Once the library confirmed that Mr. Arader had its atlas, he returned the book to Sotheby’s, which fully reimbursed him. Sotheby’s, which initially got the book from a London dealer, gave the book back to the library. After journeying to the land it documents, the atlas finally arrived home on June 15.
The library is working with the United States attorney in Manhattan to identify other books stolen by Mr. Burius that may be in the United States, said Howard Spiegler of Herrick, Feinstein, lawyers for the Royal Library. It has released a list of the stolen books.
Mr. Arader, who once wore a wire to help put a map thief behind bars, criticized the library for failing to alert dealers to the stolen titles. “It’s ridiculous they did not publish the list,” he said.
He estimated the total value of the books stolen from the Royal Library at $5 million.

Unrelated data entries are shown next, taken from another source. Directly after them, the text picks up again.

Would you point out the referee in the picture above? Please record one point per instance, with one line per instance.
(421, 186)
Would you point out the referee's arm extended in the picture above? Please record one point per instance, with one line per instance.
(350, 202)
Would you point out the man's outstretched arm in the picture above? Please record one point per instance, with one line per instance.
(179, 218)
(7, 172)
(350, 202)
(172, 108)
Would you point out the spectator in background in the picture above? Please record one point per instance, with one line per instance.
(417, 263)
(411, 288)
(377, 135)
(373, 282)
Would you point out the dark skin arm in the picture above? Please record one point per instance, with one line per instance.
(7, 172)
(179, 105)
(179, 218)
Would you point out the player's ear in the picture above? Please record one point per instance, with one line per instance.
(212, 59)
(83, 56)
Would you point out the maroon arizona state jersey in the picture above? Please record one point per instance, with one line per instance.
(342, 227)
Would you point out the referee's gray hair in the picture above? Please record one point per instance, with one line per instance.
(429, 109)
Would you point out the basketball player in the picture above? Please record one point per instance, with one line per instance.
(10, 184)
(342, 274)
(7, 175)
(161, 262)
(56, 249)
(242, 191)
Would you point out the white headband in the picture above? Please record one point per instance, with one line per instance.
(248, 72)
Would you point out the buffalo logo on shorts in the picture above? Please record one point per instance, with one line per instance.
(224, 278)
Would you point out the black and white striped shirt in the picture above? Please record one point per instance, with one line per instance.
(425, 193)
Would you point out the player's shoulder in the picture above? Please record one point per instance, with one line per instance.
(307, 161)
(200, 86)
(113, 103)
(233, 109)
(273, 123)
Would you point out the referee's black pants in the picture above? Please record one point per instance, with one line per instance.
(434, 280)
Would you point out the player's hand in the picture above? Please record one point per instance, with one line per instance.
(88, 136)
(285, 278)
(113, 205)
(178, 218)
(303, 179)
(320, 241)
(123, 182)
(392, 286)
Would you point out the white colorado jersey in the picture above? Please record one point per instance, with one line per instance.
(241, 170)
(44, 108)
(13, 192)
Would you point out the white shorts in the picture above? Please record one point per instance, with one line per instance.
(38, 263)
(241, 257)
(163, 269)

The library has said it did not release a list because of its investigation, although the government report notes that the police seemed to lose interest in the case after Mr. Burius’s death. The library recently registered the list with the international booksellers league in addition to Interpol, Mr. Ryden said.
In New York for the announcement, Gunilla Herdenberg, the new head of the Royal Library, said, “We are quite optimistic that more books will be found.”